Dockerfiles are run without many of the normal operational controls of containers, usually running as root and having access to the container network. S2I can be used to control what permissions and privileges are available to the builder image since the build is launched in a single container. In concert with platforms like OpenShift, source-to-image can enable admins to tightly control what privileges developers have at build time.

Routes

An OpenShift Route exposes a service at a host name, like www.example.com , so that external clients can reach it by name. When a Route object is created on OpenShift, it gets picked up by the built-in HAProxy load balancer in order to expose the requested service and make it externally available with the given configuration. You might be familiar with the Kubernetes Ingress object and might already be asking “what’s the difference?”. Red Hat created the concept of Route in order to fill this need and then contributed the design principles behind this to the community; which heavily influenced the Ingress design. Though a Route does have some additional features as can be seen in the chart below.

NOTE: DNS resolution for a host name is handled separately from routing; your administrator may have configured a cloud domain that will always correctly resolve to the router, or if using an unrelated host name you may need to modify its DNS records independently to resolve to the router.

Also of note is that an individual route can override some defaults by providing specific configurations in its annotations. See route specific annotations for more details.

ImageStreams

An ImageStream stores a mapping of tags to images, metadata overrides that are applied when images are tagged in a stream, and an optional reference to a Docker image repository on a registry.

What are the benefits?

Using an ImageStream makes it easy to change a tag for a container image.

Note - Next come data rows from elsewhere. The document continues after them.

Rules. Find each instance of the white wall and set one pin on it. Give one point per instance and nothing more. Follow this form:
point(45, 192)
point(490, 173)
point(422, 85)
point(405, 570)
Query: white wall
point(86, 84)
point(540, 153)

Otherwise to change a tag you need to download the whole image, change it locally, then push it all back. Also promoting applications by having to do that to change the tag and then update the deployment object entails many steps. With ImageStreams you upload a container image once and then you manage it’s virtual tags internally in OpenShift. In one project you may use the dev tag and only change reference to it internally, in prod you may use a prod tag and also manage it internally. You don’t really have to deal with the registry!

You can also use ImageStreams in conjunction with DeploymentConfigs to set a trigger that will start a deployment as soon as a new image appears or a tag changes its reference.

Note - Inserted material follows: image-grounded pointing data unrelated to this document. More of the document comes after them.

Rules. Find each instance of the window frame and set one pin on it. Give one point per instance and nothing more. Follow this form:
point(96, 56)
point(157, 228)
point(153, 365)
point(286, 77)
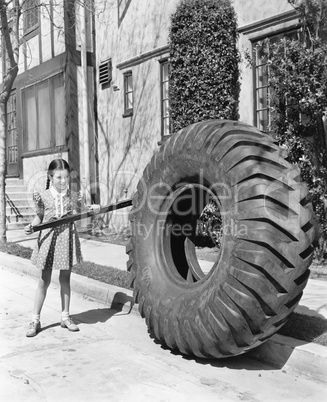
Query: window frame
point(53, 138)
point(128, 111)
point(256, 110)
point(164, 81)
point(34, 10)
point(12, 129)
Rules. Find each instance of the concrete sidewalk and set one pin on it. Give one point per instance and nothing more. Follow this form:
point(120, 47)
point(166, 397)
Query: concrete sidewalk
point(279, 350)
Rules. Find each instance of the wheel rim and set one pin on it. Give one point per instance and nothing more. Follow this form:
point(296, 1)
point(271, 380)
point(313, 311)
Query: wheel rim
point(178, 228)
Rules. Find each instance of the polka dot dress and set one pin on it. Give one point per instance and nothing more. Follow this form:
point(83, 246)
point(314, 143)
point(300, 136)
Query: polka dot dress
point(57, 248)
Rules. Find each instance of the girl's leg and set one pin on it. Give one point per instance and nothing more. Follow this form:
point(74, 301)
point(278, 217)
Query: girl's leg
point(66, 321)
point(64, 279)
point(41, 291)
point(40, 295)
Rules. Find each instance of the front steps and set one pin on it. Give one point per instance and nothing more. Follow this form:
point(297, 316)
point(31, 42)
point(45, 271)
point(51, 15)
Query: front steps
point(19, 205)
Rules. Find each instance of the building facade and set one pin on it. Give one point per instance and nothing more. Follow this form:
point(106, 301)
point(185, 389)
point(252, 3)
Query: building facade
point(93, 88)
point(133, 109)
point(46, 117)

See below for more details:

Builds

A build is the process of transforming input parameters into a resulting object. Most often, the process is used to transform input parameters or source code into a runnable image. A BuildConfig object is the definition of the entire build process.

OpenShift Container Platform leverages Kubernetes by creating Docker-formatted containers from build images and pushing them to a container image registry.

Build objects share common characteristics: inputs for a build, the need to complete a build process, logging the build process, publishing resources from successful builds, and publishing the final status of the build. Builds take advantage of resource restrictions, specifying limitations on resources such as CPU usage, memory usage, and build or pod execution time.

See Understanding image builds for more details.

How to deploy Jupyter Notebook

Retrieve the login command If you are not logged in via the CLI, access your cluster via the web console, then click on the dropdown arrow next to your name in the top-right and select Copy Login Command. A new tab will open and select the authentication method you are using (in our case it’s github) Click Display Token Copy the command under where it says “Log in with this token”.

Installing the Open Data Hub Operator

The Open Data Hub operator is available for deployment in the OpenShift OperatorHub as a Community Operators. You can install it from the OpenShift web console: From the OpenShift web console, log in as a user with cluster-admin privileges. For a developer installation from try.openshift.com including AWS and CRC, the kubeadmin user will work. Create a new project named ‘jph-demo’ for your installation of Open Data Hub Find Open Data Hub in the OperatorHub catalog.